The FAA also recommended that aircraft operators evaluate their “unusual TCAS events” and take follow-up action as necessary, and periodically assess related training, checking and maintenance programs. Reporting events voluntarily to aviation databases or when mandated for certain RAs (See, “Declaration of Independence”) and near-midair collisions is vital in improving TCAS. This basic principle extends to hazardous conditions, situations or events and problems with avionics or abnormal behavior that may have been induced by other aircraft, ATC procedures, ATC equipment or other factors.
21st Century Logic
Both guidance documents indirectly explain how operators that continue to use the nearly 20-year-old Version 6.04a software would gain significant benefits by upgrading. In Version 7.0 and Version 7.1 software, for example, modifications to the radio frequency interference–limiting algorithms take into account the distributions of TCAS aircraft in relation to terminal (high-density) areas or en-route areas, rather than just counting these aircraft. Other enhancements enable longer surveillance ranges for aircraft above Flight Level 180 (approximately 18,000 ft) overflying high density traffic areas. Another improves management of automatic transmit-power reductions by TCAS to “ensure that the TCAS surveillance range is always adequate for collision avoidance,” the report said.

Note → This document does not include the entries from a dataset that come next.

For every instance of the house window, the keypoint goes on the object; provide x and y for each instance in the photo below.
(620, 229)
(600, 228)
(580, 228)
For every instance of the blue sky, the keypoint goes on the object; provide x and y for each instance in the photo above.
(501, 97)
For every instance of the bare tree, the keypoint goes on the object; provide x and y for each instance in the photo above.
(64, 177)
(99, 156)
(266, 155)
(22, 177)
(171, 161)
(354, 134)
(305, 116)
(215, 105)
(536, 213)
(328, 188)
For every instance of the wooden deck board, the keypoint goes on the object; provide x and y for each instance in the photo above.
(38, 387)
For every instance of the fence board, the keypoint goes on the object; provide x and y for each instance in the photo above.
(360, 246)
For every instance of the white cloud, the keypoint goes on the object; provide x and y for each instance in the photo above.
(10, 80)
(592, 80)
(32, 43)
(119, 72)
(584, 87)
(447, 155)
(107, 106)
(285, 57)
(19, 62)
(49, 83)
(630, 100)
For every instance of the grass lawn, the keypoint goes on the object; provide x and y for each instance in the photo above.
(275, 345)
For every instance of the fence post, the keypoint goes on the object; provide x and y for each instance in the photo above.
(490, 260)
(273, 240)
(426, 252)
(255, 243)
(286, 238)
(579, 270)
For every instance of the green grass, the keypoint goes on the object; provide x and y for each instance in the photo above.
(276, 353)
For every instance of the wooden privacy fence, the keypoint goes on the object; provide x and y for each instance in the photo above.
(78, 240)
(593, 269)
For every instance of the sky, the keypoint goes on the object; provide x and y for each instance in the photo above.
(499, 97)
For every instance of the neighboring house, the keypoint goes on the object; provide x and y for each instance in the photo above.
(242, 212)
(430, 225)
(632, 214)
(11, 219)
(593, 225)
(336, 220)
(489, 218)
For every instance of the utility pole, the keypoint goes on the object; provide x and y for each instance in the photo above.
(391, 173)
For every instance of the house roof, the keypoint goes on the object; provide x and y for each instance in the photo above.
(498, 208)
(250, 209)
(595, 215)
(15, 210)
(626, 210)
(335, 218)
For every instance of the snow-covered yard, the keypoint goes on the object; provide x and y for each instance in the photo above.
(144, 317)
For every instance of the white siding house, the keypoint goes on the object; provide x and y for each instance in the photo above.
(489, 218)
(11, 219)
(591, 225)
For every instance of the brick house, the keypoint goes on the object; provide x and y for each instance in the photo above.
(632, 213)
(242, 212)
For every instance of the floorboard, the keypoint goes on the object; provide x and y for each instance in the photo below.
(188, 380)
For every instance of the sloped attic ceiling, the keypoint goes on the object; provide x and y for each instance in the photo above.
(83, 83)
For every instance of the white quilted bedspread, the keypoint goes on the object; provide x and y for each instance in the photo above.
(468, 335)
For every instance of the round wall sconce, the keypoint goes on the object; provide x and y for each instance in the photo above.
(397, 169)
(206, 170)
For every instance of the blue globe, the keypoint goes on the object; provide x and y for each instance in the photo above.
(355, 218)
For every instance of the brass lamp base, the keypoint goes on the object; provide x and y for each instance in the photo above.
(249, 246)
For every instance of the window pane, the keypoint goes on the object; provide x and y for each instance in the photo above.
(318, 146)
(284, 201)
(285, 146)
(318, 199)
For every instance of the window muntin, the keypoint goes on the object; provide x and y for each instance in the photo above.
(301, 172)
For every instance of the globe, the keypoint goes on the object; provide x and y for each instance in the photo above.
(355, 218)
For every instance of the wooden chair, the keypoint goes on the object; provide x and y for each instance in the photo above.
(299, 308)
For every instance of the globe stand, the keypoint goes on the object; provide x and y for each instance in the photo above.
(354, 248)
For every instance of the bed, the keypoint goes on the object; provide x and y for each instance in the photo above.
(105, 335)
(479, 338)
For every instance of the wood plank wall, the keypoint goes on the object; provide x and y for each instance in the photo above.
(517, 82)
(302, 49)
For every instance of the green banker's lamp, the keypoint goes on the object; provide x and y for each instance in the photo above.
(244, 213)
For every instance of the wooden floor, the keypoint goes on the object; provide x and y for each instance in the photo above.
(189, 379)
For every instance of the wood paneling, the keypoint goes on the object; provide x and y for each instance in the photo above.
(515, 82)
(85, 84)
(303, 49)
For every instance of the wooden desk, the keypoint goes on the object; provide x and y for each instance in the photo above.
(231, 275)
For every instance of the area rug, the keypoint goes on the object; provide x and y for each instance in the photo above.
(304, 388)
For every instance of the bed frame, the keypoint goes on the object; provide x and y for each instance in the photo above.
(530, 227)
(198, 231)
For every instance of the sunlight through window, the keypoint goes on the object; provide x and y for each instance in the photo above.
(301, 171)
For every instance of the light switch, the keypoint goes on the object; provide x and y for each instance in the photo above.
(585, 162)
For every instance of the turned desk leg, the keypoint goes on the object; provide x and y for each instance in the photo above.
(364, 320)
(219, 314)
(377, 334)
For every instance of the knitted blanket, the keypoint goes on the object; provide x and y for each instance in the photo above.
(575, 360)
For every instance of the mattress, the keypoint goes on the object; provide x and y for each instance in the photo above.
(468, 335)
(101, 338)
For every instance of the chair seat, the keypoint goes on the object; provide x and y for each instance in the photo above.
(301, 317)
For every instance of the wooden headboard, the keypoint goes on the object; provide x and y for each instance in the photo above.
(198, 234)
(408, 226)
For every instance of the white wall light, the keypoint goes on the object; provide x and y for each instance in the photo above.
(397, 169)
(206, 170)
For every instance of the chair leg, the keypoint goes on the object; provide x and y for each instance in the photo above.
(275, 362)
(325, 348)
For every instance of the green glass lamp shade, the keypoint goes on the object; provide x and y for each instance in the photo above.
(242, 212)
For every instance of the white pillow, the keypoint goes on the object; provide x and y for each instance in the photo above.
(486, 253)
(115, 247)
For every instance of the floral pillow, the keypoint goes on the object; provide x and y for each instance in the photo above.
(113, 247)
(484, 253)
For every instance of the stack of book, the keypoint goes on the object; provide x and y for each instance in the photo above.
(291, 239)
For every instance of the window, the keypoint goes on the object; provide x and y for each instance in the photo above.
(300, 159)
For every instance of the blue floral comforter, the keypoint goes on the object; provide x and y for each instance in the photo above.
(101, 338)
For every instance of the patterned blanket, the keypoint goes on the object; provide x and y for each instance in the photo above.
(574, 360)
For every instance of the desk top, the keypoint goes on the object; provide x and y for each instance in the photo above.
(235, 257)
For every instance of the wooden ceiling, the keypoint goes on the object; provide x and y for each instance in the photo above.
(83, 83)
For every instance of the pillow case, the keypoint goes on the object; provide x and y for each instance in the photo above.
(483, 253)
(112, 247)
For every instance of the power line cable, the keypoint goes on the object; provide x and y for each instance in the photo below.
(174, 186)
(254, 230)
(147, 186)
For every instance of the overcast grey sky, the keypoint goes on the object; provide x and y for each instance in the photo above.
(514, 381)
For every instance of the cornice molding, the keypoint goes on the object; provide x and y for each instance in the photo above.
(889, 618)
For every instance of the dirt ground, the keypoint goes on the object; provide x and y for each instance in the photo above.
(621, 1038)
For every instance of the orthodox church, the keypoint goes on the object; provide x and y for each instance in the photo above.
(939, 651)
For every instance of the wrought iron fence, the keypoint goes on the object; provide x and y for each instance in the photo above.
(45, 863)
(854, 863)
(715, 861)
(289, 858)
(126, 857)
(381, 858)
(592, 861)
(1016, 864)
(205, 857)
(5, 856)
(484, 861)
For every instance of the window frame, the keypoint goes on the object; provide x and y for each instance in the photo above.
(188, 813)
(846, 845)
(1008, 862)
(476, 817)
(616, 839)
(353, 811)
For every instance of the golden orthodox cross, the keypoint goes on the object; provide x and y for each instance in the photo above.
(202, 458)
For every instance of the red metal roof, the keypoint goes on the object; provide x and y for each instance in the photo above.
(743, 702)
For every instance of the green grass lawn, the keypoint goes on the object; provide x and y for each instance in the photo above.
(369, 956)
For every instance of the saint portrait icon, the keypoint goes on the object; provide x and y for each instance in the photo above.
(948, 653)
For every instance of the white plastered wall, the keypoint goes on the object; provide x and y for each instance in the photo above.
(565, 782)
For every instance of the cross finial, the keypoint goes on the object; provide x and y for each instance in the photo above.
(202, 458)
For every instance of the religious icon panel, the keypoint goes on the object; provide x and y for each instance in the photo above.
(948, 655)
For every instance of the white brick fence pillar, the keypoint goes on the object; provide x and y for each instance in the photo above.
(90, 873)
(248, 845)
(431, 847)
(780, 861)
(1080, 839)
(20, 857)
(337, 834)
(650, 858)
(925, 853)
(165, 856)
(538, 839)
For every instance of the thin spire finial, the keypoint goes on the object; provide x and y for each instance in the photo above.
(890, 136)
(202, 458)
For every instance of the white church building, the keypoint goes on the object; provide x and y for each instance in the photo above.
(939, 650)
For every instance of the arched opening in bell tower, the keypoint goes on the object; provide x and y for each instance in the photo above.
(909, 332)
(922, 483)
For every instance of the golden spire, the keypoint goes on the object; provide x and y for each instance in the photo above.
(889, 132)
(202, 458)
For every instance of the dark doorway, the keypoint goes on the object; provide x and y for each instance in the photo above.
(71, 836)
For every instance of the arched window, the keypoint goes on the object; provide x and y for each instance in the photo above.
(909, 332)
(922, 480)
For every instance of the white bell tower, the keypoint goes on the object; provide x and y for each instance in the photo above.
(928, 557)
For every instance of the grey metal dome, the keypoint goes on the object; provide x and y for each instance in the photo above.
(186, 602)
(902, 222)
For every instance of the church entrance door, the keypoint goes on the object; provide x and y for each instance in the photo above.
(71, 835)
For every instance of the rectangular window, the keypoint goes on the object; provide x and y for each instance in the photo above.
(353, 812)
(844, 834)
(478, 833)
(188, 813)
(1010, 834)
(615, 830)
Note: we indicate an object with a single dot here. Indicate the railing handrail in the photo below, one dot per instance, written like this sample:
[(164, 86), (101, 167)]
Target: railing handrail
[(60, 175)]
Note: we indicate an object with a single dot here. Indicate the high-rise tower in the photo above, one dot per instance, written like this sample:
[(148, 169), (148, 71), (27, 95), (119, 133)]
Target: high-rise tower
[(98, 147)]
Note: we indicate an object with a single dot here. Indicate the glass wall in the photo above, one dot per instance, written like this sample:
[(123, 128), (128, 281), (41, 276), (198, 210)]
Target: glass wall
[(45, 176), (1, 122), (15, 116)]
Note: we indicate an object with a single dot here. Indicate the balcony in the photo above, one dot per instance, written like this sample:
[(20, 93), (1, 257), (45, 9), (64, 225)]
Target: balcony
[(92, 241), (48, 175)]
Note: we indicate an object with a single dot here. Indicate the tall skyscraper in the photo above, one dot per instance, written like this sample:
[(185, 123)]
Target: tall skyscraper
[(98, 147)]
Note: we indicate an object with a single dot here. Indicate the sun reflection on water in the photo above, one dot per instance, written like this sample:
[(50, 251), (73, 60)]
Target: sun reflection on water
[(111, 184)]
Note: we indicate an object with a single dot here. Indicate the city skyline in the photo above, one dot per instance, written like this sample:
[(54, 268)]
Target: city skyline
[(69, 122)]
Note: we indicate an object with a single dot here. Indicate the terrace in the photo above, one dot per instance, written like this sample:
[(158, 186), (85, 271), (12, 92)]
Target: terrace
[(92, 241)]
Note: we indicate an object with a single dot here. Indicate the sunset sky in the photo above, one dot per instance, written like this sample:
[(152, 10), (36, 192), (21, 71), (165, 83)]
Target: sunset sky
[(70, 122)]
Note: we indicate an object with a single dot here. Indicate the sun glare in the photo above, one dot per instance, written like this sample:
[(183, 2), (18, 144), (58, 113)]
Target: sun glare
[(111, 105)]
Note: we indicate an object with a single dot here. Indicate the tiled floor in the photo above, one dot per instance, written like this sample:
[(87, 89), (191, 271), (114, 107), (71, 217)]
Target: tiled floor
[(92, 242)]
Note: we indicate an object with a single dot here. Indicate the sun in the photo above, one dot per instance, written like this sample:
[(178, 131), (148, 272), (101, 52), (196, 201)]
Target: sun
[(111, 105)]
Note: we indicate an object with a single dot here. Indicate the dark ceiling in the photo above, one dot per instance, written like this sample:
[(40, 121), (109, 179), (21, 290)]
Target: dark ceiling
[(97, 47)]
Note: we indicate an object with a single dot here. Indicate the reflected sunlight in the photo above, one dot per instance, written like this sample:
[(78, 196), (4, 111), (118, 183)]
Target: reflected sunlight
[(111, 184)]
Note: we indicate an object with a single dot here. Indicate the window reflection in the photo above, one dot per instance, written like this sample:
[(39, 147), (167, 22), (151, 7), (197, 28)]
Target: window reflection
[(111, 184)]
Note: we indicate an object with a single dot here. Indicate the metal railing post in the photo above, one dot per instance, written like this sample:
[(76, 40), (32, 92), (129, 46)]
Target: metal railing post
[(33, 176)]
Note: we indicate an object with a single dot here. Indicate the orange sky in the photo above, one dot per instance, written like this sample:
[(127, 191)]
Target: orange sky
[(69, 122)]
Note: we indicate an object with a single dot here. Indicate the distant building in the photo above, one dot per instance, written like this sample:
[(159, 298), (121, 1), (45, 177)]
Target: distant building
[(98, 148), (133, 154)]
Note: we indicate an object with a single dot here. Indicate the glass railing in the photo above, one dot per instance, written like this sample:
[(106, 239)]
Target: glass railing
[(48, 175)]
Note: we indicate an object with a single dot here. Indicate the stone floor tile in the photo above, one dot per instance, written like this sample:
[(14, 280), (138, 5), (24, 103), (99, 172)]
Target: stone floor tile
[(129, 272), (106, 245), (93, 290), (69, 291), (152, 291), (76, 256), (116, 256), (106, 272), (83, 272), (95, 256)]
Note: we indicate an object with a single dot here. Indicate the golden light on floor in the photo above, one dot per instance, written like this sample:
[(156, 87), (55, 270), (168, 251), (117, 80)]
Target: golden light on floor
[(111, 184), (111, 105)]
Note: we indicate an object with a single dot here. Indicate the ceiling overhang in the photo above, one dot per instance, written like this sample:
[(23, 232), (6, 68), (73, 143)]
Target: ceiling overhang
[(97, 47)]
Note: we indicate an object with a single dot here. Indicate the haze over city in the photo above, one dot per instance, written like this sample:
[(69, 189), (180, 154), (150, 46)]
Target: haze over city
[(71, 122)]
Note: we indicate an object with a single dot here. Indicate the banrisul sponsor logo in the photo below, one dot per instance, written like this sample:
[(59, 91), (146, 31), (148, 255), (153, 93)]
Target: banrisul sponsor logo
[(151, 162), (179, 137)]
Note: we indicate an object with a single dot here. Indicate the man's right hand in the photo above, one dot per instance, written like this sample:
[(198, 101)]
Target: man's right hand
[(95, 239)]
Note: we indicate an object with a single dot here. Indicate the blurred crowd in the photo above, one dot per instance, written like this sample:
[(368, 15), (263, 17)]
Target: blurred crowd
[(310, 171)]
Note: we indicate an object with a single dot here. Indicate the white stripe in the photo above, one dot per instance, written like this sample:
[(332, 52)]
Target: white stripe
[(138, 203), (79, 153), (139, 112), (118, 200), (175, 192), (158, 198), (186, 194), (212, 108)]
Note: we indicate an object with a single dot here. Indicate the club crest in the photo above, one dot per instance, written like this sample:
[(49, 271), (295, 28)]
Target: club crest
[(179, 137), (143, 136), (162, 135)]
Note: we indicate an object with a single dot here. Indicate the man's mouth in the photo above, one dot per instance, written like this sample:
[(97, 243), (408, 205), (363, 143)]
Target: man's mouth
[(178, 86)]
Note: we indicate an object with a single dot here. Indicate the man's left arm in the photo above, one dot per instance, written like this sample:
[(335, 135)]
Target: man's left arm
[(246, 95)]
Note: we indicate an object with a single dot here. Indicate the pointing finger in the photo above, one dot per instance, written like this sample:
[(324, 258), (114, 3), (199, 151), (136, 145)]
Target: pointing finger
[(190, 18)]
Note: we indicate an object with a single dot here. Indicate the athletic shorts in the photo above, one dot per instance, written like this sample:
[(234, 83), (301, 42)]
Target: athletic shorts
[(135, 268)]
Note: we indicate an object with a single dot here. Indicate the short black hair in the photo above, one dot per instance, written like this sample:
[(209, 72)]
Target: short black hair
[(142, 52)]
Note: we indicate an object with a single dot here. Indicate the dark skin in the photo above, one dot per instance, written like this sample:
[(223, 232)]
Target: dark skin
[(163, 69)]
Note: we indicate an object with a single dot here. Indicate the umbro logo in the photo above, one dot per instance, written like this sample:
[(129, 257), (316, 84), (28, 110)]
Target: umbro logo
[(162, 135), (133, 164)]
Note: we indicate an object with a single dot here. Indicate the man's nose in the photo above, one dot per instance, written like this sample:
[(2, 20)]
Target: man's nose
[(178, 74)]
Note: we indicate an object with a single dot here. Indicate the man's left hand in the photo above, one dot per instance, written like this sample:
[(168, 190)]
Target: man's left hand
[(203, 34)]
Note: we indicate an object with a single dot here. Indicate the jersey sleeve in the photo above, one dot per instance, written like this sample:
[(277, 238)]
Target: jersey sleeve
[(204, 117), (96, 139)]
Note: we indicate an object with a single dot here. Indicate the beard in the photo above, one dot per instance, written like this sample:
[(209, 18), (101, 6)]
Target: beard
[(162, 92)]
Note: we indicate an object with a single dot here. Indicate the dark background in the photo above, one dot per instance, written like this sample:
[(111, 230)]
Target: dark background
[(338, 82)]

“[Versions after 6.04a have] the capability for TCAS to issue RA reversals in coordinated encounters if the encounter geometry changes after the initial RA is issued,” the report said. “A new feature was implemented … to reduce the frequency of initial RAs that reverse the existing vertical rate of own aircraft (e.g., displayed a climb RA for a descending aircraft) because pilots did not follow a majority of these RAs, and those that were followed, were considered to be disruptive by controllers.”
While envisioning ever more crowded airspace and the associated interference potential, Version 7.0/7.1 software also incorporates hybrid surveillance, an optional way of further reducing the likelihood of data link–radar frequency saturation.
Hybrid surveillance offers, in addition to the normal TCAS active-surveillance mode, a passive-surveillance mode that relies on continuously receiving positions updated from an intruder aircraft’s Mode S transponder. These positions originate from an on-board navigation source, typically data from a global positioning system receiver. A limited number of operators so far take advantage of this existing feature of TCAS, however, the FAA said.
- FAA. “Air Carrier Operational Approval and Use of TCAS II.” AC 120-55C, Feb. 23, 2011.
- FAA. “Introduction to TCAS II Version 7.1.” Feb. 28, 2011.
- U.S. pilots must consider which of the following reports, if any, are appropriate: ATC clearances and instructions report; captain’s report to the operator; pilot/observer questionnaire; logbook entry; aircraft communications addressing and reporting system message; near-midair collision report; report to the Aviation Safety Reporting System; and/or mandatory RA report if the RA fits criteria of U.S. National Transportation Safety Board Part 830, “Notification and Reporting of Aircraft Accidents or Incidents and Overdue Aircraft, and Preservation of Aircraft Wreckage, Mail, Cargo, and Records.”
- “In modeling aircraft response to RAs, the expectation is [that] the pilot will begin the initial 0.25 g acceleration [that is, one-fourth of standard gravitational acceleration] maneuver within 5 seconds to an achieved rate of 1,500 fpm,” the report noted. “Pilot response with 0.35 g acceleration to an achieved rate of 2,500 fpm is expected within 2.5 seconds for subsequent RAs.”
- Tau is an approximation, in seconds, of the time to the closest point of approach, known as range tau, or of the time to the own aircraft and intruder being at the same altitude, or co-altitude, known as vertical tau.
- Sensitivity level controls the dimensions of the protected airspace around each TCAS-equipped aircraft.